A Modest Proposal Irony
What are some examples of irony in "A Modest Proposal"?
Dramatic irony occurs when the audience or reader knows more than the character. Some might find it difficult to argue for the existence of dramatic irony in this essay, but if you were going to make a case for it, you could argue that the reader is certainly supposed to realize that the speaker presents an incredibly awful idea—despite the fact that the speaker thinks it is fantastic.
Other kinds of irony are easier to find. Irony, generally speaking, occurs when there is some discrepancy between expectation and reality. For example, when we read the title of this text—"A Modest Proposal"—we might expect, perhaps, a humble speaker presenting an uncontroversial idea: something suitably "modest." The reality is that this speaker is hardly humble—he thinks highly of himself and his idea for ridding the country of beggars—and the idea he presents could hardly be more controversial! He proposes that one-year-old children be sold as a source of food, so it would be difficult to imagine a proposal less modest than this one.

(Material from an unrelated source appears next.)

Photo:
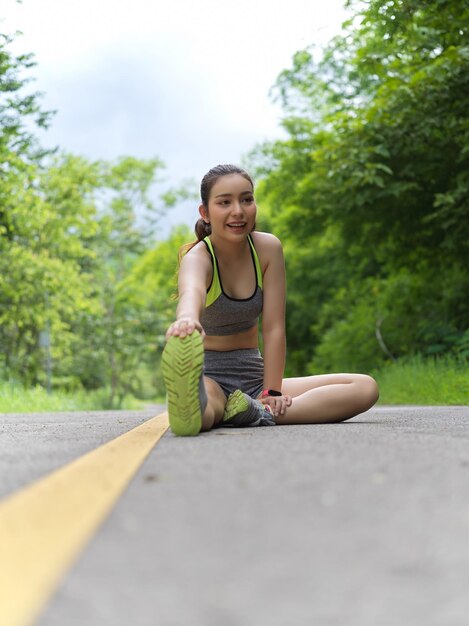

Another example of irony is that the speaker believes that his solution would solve many problems for the country, not the least of which is "that it will prevent those voluntary abortions, and that horrid practice of women murdering their bastard children, alas! too frequent among us." He laments how common it is for women to kill their children, but his plan is tantamount to the same thing! What is the difference between someone killing their child to preserve their reputation or selling their child to be someone's dinner? After such a statement as the above, we would expect the speaker's plan to somehow preserve or help these children. In reality, he just wants women to keep their children alive long enough so they can net the women a profit.